The main thrust of this update is, per Google:
"By adding more context around images, results can become much more useful, which can lead to higher quality traffic to your site. You can aid in the discovery process by making sure that your images and your site are optimized for Google Images. Follow our guidelines to increase the likelihood that your content will appear in Google Images search results."
Google's tips for creating a "great user experience":
- Make sure images are relevant to the context in which they appear.
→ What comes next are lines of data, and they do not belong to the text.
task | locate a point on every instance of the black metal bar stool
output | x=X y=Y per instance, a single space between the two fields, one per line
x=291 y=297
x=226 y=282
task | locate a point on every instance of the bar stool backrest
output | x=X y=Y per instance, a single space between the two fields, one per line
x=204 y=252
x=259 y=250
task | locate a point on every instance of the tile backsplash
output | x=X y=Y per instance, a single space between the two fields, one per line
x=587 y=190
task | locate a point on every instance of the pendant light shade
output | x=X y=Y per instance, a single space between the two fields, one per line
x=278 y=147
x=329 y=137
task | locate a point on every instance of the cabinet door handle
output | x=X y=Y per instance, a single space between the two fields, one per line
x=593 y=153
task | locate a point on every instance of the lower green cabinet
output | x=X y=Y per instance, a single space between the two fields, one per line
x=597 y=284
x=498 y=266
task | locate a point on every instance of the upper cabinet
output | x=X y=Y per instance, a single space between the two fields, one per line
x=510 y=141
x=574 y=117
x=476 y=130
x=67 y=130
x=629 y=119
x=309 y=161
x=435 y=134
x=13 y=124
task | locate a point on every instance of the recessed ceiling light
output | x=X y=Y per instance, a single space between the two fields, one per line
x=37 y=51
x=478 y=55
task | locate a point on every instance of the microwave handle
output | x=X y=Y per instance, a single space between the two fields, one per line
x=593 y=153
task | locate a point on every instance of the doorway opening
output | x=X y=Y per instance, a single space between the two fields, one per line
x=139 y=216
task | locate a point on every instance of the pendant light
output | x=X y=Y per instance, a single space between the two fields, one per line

Images should be relevant to page topic, and add original value. "We particularly discourage pages where neither the images or the text are original content."
- Place images near relevant text, and most important image near the top of the page.
- Don't embed important text in images, and put ALT attributes on images.
- Create good-quality content, as "Google considers the page content quality when evaluating images."
- Users search on Google Images more from mobile devices, so use the Mobile Friendly Testing Tool on your pages.
- Use logical URL paths to help Google understand your images.
- Use relevant page titles and meta descriptions, because Google Images uses these to generate titles and snippets to explain image search results.
- Add structured data so Google can display your images as "rich results" that can drive better-targeted traffic to your site.
- Use the latest image optimization and responsive image techniques for max loading speed.
- Use sharp images.
- Use descriptive titles, captions, filenames, ALTs and surrounding text. (See the video with Matt Cutts re ALTs.)
- Avoid keyword-stuffing in ALTs.
- Create an image sitemap.
- Group adult-only images together at a common URL, and add suitable metadata, e.g. <meta name="rating" content="adult" >.
Once again, Google has told us what it wants. Let's do it.